Filsafat kenabian adalah trade mark filsafat Islam.
Juga karya-karya Ibn Bajjah ( wafat 553 H/ 1138 M), Ibn Tufail ( wafat 581 H. /
1185 M) adalah spesifik dan orisinal karya filosof Muslim. Selanjutnya,
Damardjati Supadjar berpendapat bahwa dalam istilah filsafat Islam terdapat dua
kemungkinan pemahaman konotatif. Pertama, filsafat islam dalam arti filsafat
tentang Islam yang dalam bahasa inggris kita kenal sebagai Philosophy of Islam.
Dalam hal ini islam menjadi bahan telaah, objek material suatu studi dengan
sudut pandang atau objek formalnya, yaitu filsafat. Jadi disini Islam menjadi
genetivus objectivus.
Kemungkinan kedua, ialah filsafat Islam dalam arti
Islamic Philosophy, yaitu suatu filsafat yang islami. Di sini Islam menajdi
genetivus subjektivus, artinya kebenaran Islam terbabar pada datarran
kefilsafatan. Dalam pada itu dijumpai pendapat Ahmad Fuad Al-Ahwani yang
mengatakan bahwa filsafat Islam ialah pembahasan meliputi berbagai soal alam
semesta dan bermacam-macam masalah manusia atas dasar ajaran-ajaran keagamaan
yang turun bersama lahirnya agama Islam. Berdasarkan pendapat diatas, Filsafat
Islam dapat diketahui melalui lima cirinya sebagai berikut : Pertama, dilihat
dari segi sifat dan coraknya, filsafat Islam berdasar pada ajaran Islam yang
bersumberkan Al-Qur’an dan Al-Hadits. Dengan sifat dan coraknya yang demikian
itu, filsafat Islam berbeda dengan filsafat Yunani atau filsafat pada umumnya
yang semata-mata mengandalkan akal pikiran ( rasio). Kedua dilihat dari segi
ruang lingkup pembahasannya, filsafat Islam mencakup pembahasan bidang fisika
atau alam raya yang selanjutnya disebut bidang kosmologi, masalah ketuhanan dan
hal-hal lain yang bersifat non materi yang disebut bidang metafisika, masalah
kehidupan di dunia, kehidupan akhirat, masalah ilmu pengetahuan, kebudayaan dan
lain sebagainya. kecuali masalah zat Tuhan.

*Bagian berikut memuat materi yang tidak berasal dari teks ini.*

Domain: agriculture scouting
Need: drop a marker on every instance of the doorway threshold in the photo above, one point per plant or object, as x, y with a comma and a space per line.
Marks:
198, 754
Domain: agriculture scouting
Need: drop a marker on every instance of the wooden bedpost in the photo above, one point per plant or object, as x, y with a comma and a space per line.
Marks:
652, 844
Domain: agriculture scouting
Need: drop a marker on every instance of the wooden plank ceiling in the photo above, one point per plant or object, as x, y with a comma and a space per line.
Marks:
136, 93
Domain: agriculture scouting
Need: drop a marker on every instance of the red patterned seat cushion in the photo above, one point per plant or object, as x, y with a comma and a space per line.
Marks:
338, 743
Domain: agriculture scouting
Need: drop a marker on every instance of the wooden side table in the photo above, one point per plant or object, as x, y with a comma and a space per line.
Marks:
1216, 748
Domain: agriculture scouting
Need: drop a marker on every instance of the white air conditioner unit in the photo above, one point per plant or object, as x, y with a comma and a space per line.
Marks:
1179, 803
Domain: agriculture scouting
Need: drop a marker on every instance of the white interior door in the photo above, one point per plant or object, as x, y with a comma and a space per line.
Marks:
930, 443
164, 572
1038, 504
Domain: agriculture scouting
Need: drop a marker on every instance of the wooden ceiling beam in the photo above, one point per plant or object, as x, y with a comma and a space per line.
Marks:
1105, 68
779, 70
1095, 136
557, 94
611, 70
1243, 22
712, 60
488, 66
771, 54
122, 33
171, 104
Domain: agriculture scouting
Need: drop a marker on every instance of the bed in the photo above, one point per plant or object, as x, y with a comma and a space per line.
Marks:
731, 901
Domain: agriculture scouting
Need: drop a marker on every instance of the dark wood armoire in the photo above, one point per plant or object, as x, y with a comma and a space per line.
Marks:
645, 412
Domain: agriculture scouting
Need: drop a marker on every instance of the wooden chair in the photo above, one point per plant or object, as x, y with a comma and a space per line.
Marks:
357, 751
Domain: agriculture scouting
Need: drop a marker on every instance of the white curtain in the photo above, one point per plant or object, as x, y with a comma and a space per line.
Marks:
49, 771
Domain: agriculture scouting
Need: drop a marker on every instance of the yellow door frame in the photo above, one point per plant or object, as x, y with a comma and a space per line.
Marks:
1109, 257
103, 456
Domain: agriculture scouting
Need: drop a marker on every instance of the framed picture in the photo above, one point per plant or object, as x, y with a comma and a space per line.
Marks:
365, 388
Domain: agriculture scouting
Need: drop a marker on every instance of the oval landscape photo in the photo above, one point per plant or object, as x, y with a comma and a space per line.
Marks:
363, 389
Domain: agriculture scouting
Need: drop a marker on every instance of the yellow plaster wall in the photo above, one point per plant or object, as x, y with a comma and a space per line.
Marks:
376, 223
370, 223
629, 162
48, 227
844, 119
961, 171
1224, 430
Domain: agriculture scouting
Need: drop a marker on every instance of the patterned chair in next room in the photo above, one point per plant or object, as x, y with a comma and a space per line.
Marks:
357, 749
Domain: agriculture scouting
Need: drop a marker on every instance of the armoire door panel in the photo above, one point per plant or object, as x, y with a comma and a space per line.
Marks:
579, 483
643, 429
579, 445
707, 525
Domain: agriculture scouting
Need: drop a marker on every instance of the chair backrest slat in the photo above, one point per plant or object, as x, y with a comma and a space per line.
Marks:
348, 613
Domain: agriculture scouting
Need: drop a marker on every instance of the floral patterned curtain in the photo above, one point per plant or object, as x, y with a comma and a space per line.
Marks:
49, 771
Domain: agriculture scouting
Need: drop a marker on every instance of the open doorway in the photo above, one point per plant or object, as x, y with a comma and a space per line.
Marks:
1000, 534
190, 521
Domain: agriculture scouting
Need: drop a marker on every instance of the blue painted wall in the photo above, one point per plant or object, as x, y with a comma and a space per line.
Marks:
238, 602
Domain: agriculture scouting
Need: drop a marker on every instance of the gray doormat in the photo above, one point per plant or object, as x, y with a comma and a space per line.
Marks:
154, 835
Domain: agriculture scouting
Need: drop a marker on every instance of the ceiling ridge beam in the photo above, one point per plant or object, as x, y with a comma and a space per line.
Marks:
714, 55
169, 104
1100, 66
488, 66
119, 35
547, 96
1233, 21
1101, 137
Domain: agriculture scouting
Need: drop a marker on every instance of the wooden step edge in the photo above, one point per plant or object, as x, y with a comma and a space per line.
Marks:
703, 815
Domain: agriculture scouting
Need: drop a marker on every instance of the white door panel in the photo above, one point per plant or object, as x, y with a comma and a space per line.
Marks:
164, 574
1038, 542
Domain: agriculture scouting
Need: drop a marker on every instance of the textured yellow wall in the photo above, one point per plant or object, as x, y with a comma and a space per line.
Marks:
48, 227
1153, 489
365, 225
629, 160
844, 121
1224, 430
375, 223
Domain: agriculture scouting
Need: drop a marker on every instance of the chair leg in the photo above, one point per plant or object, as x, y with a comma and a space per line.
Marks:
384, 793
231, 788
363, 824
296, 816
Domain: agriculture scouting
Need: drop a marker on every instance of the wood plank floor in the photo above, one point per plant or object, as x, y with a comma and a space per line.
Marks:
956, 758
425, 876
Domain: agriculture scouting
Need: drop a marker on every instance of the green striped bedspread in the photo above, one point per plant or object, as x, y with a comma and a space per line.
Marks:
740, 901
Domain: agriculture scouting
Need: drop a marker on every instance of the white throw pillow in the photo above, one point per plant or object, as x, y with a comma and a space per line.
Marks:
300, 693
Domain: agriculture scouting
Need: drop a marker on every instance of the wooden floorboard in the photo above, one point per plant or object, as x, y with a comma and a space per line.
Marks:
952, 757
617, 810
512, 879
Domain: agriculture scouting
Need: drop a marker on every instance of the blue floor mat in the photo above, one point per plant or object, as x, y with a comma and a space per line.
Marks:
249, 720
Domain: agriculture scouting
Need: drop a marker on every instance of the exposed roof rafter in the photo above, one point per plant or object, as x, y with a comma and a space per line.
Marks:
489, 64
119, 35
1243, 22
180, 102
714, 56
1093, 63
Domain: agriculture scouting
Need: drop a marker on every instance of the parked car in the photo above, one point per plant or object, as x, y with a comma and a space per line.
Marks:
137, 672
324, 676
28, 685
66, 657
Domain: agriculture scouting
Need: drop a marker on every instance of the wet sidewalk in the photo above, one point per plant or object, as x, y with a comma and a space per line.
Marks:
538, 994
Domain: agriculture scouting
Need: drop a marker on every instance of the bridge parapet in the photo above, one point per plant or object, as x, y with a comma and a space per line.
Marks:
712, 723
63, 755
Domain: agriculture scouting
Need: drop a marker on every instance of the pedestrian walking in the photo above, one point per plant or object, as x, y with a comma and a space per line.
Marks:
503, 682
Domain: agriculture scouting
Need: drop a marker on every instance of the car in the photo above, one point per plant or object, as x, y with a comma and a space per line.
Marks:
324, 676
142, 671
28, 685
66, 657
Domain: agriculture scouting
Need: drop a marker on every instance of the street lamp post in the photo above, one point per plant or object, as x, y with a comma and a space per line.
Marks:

Ketiga, dilihat dari segi datangnya, filsafat Islam
sejalan dengan perkembangan ajaran Islam itu sendiri, tepatnya ketika bagian
dari ajaran Islam memerlukan penjelasan secara rasional dan filosofis, keempat,
dilihat dari segi yang mengembangkannya, filsafat Islam dalam arti materi
pemikiran filsafatnya, bukan kajian sejarah, disajikan oleh orang-orang yang
beragama Islam, seperti Al-Kindi, Alfarabi, Ibn Sina, Al-Ghazali, Ibn Rusyd,
Ibn Tufail, Ibn Bajjah. Kelima, dilihat dari segi kedudukannya, filsafat Islam
sejajar dengan bidang studi keislaman lainnya seperti fiqih, ilmu kalam,
tasawuf , sejarah kebudayaan Islam dan Pendidikan Islam.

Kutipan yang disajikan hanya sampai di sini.